Federer's last match was a defeat by Richard Gasquet, an 18-year-old French qualifier, in the quarter-finals of the Monte Carlo Masters on 15 April. Gasquet, only the second player to beat Federer this year, after Marat Safin at the Australian Open, saved three match points before converting his third chance.

That ended Federer's run of 25 winning matches - it was only his second loss in 53 matches since the Athens Olympic Games last August - and although Gasquet was in inspired form, hitting winners to every part of the court, it was clear that battle fatigue had caught up with Federer.
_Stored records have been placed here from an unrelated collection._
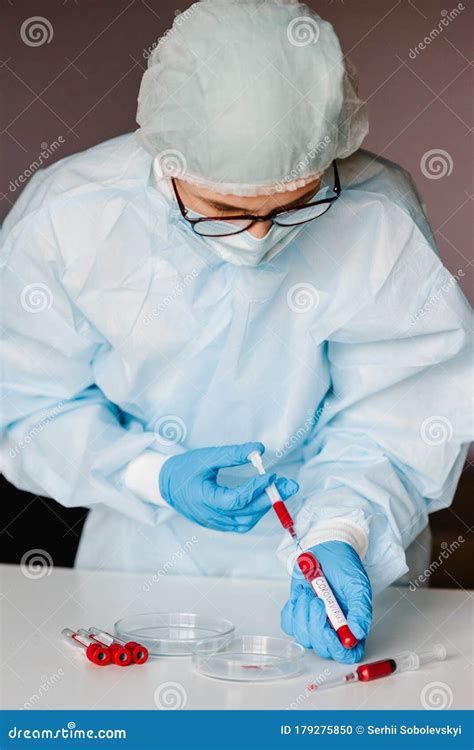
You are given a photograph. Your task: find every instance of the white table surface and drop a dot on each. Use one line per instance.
(41, 670)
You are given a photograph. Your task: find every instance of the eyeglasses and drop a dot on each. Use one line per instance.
(218, 226)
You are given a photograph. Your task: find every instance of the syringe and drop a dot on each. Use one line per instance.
(275, 498)
(404, 662)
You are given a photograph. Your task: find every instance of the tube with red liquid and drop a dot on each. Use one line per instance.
(313, 573)
(275, 498)
(138, 652)
(384, 667)
(119, 655)
(97, 654)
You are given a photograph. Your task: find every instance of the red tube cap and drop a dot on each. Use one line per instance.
(139, 653)
(121, 656)
(98, 655)
(346, 636)
(309, 566)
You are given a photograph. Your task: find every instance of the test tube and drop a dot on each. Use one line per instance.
(96, 653)
(313, 573)
(274, 496)
(118, 654)
(409, 660)
(139, 653)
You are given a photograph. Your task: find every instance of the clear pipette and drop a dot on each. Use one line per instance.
(275, 498)
(409, 660)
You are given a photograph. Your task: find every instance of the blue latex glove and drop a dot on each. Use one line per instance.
(188, 483)
(304, 615)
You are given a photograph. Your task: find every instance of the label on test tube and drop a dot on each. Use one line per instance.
(311, 570)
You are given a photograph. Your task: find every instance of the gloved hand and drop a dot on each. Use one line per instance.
(188, 483)
(304, 615)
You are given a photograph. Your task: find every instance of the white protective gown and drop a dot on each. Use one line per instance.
(126, 339)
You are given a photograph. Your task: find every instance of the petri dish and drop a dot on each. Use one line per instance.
(174, 633)
(249, 658)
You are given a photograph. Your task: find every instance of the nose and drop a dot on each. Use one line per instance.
(260, 229)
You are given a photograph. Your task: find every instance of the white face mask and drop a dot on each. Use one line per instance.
(244, 249)
(241, 249)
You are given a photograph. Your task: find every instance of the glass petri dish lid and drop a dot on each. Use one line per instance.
(174, 633)
(249, 658)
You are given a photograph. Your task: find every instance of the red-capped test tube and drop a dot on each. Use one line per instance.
(274, 496)
(96, 653)
(118, 654)
(313, 573)
(138, 652)
(374, 670)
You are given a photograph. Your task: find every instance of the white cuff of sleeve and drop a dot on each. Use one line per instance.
(141, 477)
(338, 530)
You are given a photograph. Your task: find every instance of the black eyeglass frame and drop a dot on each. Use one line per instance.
(252, 218)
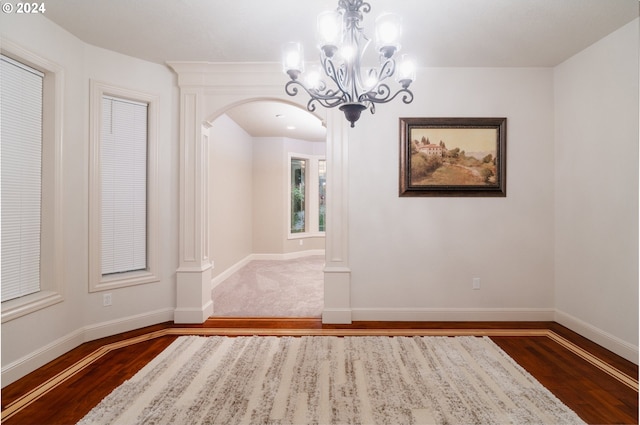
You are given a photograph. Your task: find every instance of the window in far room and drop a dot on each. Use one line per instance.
(307, 193)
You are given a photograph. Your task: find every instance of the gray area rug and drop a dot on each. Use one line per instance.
(332, 380)
(278, 288)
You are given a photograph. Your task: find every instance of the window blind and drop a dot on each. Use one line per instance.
(123, 156)
(21, 164)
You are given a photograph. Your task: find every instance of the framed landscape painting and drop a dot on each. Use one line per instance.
(453, 157)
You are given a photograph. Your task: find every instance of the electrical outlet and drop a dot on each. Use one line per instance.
(476, 283)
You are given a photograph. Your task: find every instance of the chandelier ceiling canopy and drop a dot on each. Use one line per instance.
(342, 44)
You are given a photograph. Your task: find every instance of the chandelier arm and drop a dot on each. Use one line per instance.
(329, 98)
(383, 95)
(337, 75)
(387, 70)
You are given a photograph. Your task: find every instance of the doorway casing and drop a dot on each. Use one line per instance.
(206, 91)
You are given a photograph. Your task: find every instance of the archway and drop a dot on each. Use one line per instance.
(263, 268)
(206, 91)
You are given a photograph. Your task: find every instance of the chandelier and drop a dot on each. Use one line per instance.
(342, 44)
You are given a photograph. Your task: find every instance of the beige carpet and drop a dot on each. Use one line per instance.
(338, 380)
(263, 288)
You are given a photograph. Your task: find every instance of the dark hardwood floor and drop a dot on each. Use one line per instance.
(596, 396)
Last year he won three of the world's major championships - all but the French Open on the clay in Paris - and at the Nasdaq-100 Open in Key Biscayne in March he won his 18th final in a row.

Elsewhere, the former women's world No 1 Justine Henin-Hardenne claimed her second successive clay-court title when she defeated the US Open champion, Svetlana Kuznetsova, 3-6, 6-2, 7-5 to win the Warsaw WTA event yesterday.

The unseeded Belgian, who won the Family Circle Cup in Charleston a fortnight ago, has now won two out of three events since returning from illness and injury at Key Biscayne in March. Her only loss came against Maria Sharapova in the quarter-finals there.

"It's good that I've had a lot of matches. That was the main goal. Now I have a couple of matches on clay, and that gives me a lot of confidence before the French Open," she said. "I still have to work a little bit more on being aggressive. I win, but I think I can still do better, and that's what I have to be focused on.

"It's going to be important to me that I don't get tired like I did in the last few years, so I have to be aggressive so I don't have long rallies like I did today."